Fuzz Introspector: enabling rapid fuzz introspection tool development

14th Febuary, 2025

David Korczynski,

Security Research & Security Engineering

In this blog post we discuss fuzzing introspection by way of a Python library to enable quick prototyping and tooling development to support the fuzzing workflow. The work we will discuss in this blog are contributions made by the Ada Logics team to the OpenSSF Fuzz Introspector project.

In the blog post we will present two tools that are each a few lines of Python code but perform powerful analyses highlighting interesting targets to fuzz in an arbitrary C code base.

Fuzzing introspection and compiler-based analysis

Fuzzing is a central technique in software security as a way of finding security and reliability issues. It's a key component of vulnerability finding, and in particular in memory unsafe languages, and is a proven technique that has been widely used for more than a decade. However, many parts of the fuzzing workflow are still time intensive and inherently manual.
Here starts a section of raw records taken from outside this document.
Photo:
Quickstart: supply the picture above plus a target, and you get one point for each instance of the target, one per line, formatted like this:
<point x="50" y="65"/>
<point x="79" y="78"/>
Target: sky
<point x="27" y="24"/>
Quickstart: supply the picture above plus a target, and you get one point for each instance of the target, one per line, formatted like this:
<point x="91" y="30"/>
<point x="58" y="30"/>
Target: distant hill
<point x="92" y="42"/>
Fuzz Introspector automates parts of the fuzzing workflow and has been developed in the open source for a few years. Fuzz Introspector analyses the large-scale fuzzing efforts of OSS-Fuzz and makes the results available at https://introspector.oss-fuzz.com/. In short, Fuzz Introspectors goals are to assist in selecting good target functions to fuzz within a code base, extract insights based on combining code coverage analysis and static analysis, highlight limitations of existing fuzzing set ups, and more recently also to provide output that can be used by further research and analysis tooling in the fuzzing domain. The improvements in Fuzz Introspector we will show in this blog are tailored to make Fuzz Introspector an easy-to-use library to build custom program analysis tooling for analysing fuzzing set ups.
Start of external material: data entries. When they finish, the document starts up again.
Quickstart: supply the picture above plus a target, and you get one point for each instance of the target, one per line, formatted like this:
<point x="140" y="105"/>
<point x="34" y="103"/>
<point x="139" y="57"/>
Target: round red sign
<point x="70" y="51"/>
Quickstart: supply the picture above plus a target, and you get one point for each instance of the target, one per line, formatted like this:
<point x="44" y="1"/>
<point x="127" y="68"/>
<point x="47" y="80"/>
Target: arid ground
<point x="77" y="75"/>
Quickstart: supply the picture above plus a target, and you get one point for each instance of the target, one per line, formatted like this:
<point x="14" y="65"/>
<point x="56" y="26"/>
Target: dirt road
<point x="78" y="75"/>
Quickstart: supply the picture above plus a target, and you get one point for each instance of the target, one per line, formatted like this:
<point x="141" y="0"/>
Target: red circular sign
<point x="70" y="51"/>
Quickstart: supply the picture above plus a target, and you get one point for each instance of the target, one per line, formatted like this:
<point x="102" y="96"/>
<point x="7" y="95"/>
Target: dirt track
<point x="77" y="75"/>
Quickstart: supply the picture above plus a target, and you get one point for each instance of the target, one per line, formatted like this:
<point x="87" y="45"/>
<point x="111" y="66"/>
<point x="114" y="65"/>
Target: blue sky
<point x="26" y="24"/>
Originally, Fuzz Introspector relied on static analysis by way of compiler extensions (LLVM/LTO) to extract data about the source code under analysis. In order to extract data in this way, Fuzz Introspector needs to be able to build the target code under analysis. This comes with some limitations, e.g. it’s not always trivial to know how to build an arbitrary codebase and it’s not always easy to integrate LTO into the build process even if you know how to build the target project. The consequence is that in order to run fuzz introspector analysis on a project, there is always an initial burden of building the software, which can be time-consuming for some projects. Furthermore, some builds are not compatible with LTO at all, which makes the process even more complicated and potentially incompatible.

Moving beyond compiler-based analysis: broadening use-cases

Fuzz Introspector has recently begun to support a new strategy for collecting program analysis data by a pure static method, meaning no need for a build system or similar is required. Fuzz Introspector does this by way of tree-sitter which is a parser generator tool as well as parsing library. As such, Fuzz Introspector has implemented analysis on top of tree-sitter's parsing to e.g. support control-flow analysis, type analysis and more.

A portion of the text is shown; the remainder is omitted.